Все единодушно сходились на том, что маркиза, сильно декольтированная и увешанная драгоценностями, просто великолепна в своем вечернем туалете.
— И, однако, это уже пожилая женщина, — заметил один недоброжелатель с желчным лицом.
— Вот так пожилая!
— Но ей, вероятно, лет сорок.
— Какое там! От силы тридцать, — возразил Альфредиссимо, не любивший злословить о ближнем, тем более об элегантной и красивой женщине.
— Одета она восхитительно!
— А Тьерри? Видели вы Тьерри? — спросил один из газетчиков.
— Я только что говорил с ним в ложе, — сказал Альфредиссимо.
— Тьерри, как всегда, корчит из себя денди, — проронил бородатый медик-литератор, слывший весьма светским человеком.
— Лучше бы он не заносился, — с присущей ему недоброжелательностью заметил литературный критик Ларрага. — А то получит по заслугам — и конец его дендизму.
— Тьерри молодец. Он один из тех немногих, у кого есть талант, — вмешался Добон, только что спустившийся с галерки.
— Это тебе, наверно, померещилось. Раньше ты был другого мнения, — огрызнулся Ларрага, не выносивший, когда при нем признавали талант за кем-нибудь, кроме него.
— Человек — существо разумное, а не осел только потому, что умеет называть вещи своими именами, — резко отпарировал Добон. — Тьерри сейчас в таком возрасте, когда самое время отведать светской жизни. С годами это у него пройдет. Но за что бы он ни брался, он делает это с размахом.
— Еще бы! У него есть деньги.
— У других их еще больше. Каждому свое. Я сказал бы о Тьерри:
Кто для величия рожден,
Не может жить не величаво.
— Тьерри считает, что возможность тратить деньги должна быть неотъемлемым правом всякого умного и широкого человека и отнюдь не зависеть от размеров его состояния.
— Именно на этой мысли и основано понятие о щедрости, — вставил Альфредиссимо.
— Одни читают По и Уитмена, слушают Моцарта и Шумана, потому что, имея деньги, могут не скупиться, — продолжал Ларрага. — Другие читают Монтепена{267} и Переса Эскрича, а слушают куплеты, потому что стоит это гроши.
— Не каждый способен раскошелиться, если даже у него водятся деньги, — заметил Добон.

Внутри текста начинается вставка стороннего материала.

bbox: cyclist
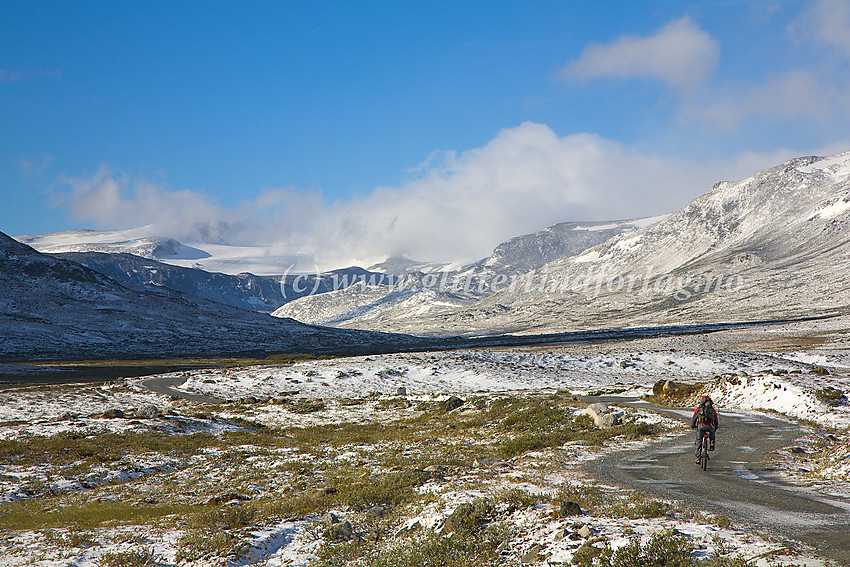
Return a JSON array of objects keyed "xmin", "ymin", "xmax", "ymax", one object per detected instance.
[{"xmin": 691, "ymin": 396, "xmax": 720, "ymax": 464}]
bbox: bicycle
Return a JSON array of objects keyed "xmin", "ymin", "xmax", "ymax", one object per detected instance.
[{"xmin": 699, "ymin": 431, "xmax": 711, "ymax": 470}]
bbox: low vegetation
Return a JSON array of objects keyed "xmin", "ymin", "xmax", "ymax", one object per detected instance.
[{"xmin": 0, "ymin": 392, "xmax": 796, "ymax": 567}]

— Все это выдумки, — отозвался Ларрага. — Умение тратить зависит не от склада характера, а от того, сколько у человека денег.
— И от того и от другого. Есть люди, которые, даже обладая богатством Креза,{268} все равно станут скряжничать.

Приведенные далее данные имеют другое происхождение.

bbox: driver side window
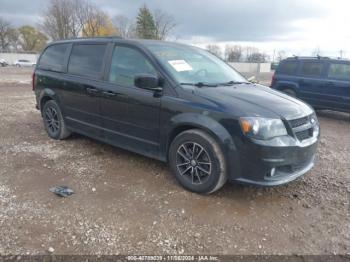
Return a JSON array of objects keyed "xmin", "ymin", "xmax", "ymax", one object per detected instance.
[{"xmin": 109, "ymin": 46, "xmax": 157, "ymax": 87}]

Эта фраза прозвучала прямым намеком на самого Ларрагу, который отличался скупостью.
В это время компания заметила дона Пако Лесеа, спускавшегося с белокурой дамой по лестнице. Оба они принадлежали к клаке и теперь, выполнив свою задачу, покидали амфитеатр. Клакерша была высокая, сухопарая особа, размалеванная и плохо одетая. Страстная меломанка, она поочередно влюблялась во всех кумиров публики, вырезала из газет и хранила их фотографии и портреты. Дон Пако Лесеа на минутку остановился поговорить с главарем клаки, смуглым могучим верзилой с дерзким лицом и черными усиками. Этот вершитель мнимых триумфов, созданных ладонями его подчиненных, разместил свою штаб-квартиру вне стен театра, в цирюльне на площади Изабеллы II, а своим заместителем назначил цирюльника, человека разговорчивого и подвижного. Главарь клакеров был чрезвычайно строг со своими людьми, он, словно прусский офицер, поддерживал среди них самую жесткую дисциплину.

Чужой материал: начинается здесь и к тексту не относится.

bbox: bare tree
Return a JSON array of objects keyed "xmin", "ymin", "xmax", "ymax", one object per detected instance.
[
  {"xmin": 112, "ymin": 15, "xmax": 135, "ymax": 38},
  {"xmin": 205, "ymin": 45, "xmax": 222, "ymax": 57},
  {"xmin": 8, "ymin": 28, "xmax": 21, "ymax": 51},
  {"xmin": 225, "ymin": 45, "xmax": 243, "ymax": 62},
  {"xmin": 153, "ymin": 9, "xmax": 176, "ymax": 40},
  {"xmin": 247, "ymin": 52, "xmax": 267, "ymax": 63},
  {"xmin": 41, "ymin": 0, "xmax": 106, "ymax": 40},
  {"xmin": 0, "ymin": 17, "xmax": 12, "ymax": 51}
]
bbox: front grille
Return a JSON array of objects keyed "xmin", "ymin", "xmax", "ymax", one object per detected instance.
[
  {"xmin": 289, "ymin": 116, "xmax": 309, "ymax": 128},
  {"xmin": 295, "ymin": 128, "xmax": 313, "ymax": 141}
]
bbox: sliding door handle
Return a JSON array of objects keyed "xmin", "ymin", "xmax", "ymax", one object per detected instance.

Затем дон Пако Лесеа подошел к кружку своих знакомых и, узнав, о чем идет разговор, высказал свое мнение. Дон Пако был романтиком и ставил одаренность на одну доску с деньгами. Из этого социального уравнения следовало, что человек незаурядный ничуть не ниже человека богатого — мысль нелепая и бессмысленная, с точки зрения испанского и, по всей вероятности, любого другого общества.